CASE IN POINT | Prejudicial question

In Domingo v. Singson, et al., G.R. No. 203287, 207936, April 5, 2017, Reyes, J, Macario and Felicidad died leaving as heirs Engracia, Renato, Consolacion, Josefina, Rafael, Ramon & Rosario. Engracia filed an ejectment suit against Consolacion, Rosario, Rafael and Ramon claiming that she owned the property left by their parents having bought the same. The defendants contended that they learned of the sale only when they were served with summons. They (Renato, etc) filed an action seeking to nullify the deed of sale on the ground that their parents’ signatures were forged. In the meantime they also filed a criminal case for falsification of public document, estafa and use of falsified document. Engracia moved to suspend the criminal case on the ground of prejudicial question. When the issue reached the SC, it ruled in favor of the movants and

Held: A prejudicial question is understood in law to be that which arises in a case the resolution of which is a logical antecedent of the issue involved in said case and the cognizance of which pertains to another tribunal. The doctrine of prejudicial question comes into play generally in a situation where civil and criminal actions are pending and the issues involved in both cases are similar or so closely related that an issue must be pre-emptively resolved in the civil case before the criminal action can proceed (Quiambao v. Hon. Osorio, 242 Phil. 441, 444 [1988]). The rationale behind the principle of prejudicial question is to avoid two conflicting decisions (Ty-de Zuzuarregui v. Hon. Judge Villarosa, et al., 631 Phil. 375, 385 [2010]).

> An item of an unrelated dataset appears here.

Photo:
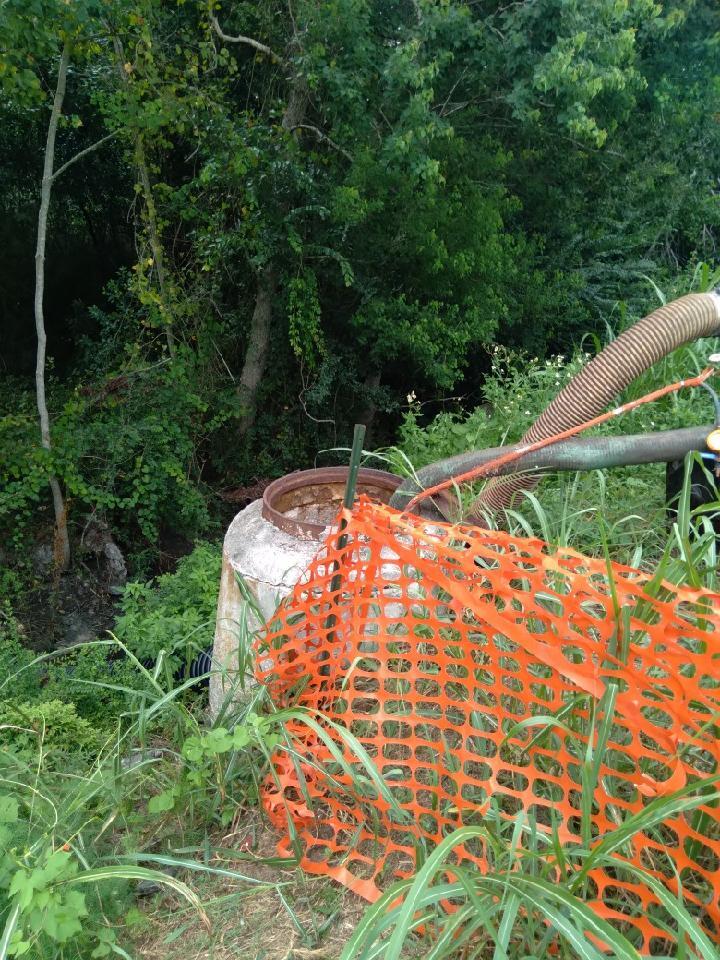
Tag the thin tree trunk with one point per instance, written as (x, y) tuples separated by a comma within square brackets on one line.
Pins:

For a civil action to be considered prejudicial to a criminal case as to cause the suspension of the criminal proceedings until the final resolution of the civil case, the following requisites must -be present: (1) the civil case involves facts intimately related to those upon which the criminal prosecution would be based; (2) in the resolution of the issue or issues raised in the civil action, the guilt or innocence of the accused would necessarily be determined; and (3) jurisdiction to try said question must be lodged in another tribunal (Prado v. People, et al., 218 Phil. 573, 577 [1984]).

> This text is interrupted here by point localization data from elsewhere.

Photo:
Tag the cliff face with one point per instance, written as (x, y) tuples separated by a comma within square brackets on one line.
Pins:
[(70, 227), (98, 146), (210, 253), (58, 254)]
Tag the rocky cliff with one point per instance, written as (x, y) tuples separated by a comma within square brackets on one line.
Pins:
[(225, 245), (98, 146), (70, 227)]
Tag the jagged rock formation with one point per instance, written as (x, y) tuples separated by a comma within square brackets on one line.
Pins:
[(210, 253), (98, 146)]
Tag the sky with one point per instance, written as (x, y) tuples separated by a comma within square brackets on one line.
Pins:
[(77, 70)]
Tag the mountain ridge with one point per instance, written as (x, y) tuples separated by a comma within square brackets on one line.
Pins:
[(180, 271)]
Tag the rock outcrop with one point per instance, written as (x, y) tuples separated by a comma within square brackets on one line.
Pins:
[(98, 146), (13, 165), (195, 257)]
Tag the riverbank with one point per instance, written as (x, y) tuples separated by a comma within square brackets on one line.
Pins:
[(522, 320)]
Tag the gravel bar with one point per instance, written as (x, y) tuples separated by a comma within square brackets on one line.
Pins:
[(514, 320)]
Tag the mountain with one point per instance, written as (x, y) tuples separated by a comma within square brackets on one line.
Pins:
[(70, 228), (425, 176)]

There indeed appears to be a prejudicial question in the case. The defense of the Spouses Singson in the civil case for annulment of sale is that Engracia bought the subject property from her parents prior to their demise and that their signatures appearing on the Absolute Deed of Sale are true and genuine. Their allegation in the civil case is based on the very same facts, which would be necessarily determinative of their guilt or innocence as accused in the criminal case.

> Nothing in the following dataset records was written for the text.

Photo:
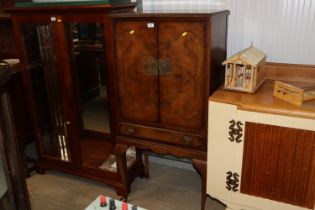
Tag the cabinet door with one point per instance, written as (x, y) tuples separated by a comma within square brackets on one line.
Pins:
[(44, 84), (182, 73), (136, 55)]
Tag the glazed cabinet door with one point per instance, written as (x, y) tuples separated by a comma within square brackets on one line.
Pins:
[(43, 77), (136, 55), (182, 73)]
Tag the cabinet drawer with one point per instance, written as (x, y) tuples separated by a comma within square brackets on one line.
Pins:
[(161, 135)]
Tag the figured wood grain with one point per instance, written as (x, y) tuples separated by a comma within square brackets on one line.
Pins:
[(279, 164), (138, 90), (161, 135), (182, 90), (290, 72)]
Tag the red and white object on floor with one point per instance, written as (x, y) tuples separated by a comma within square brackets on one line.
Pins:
[(106, 203)]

If the signatures of the Spouses Domingo in the Absolute Deed of Sale are genuine, then there would be no falsification and the Spouses Singson would be innocent of the offense charged. Otherwise stated, a conviction in the criminal case, should it be allowed to proceed ahead, would be a gross injustice and would have to be set aside if it were finally decided in the civil case that indeed the signatures of the sellers were authentic.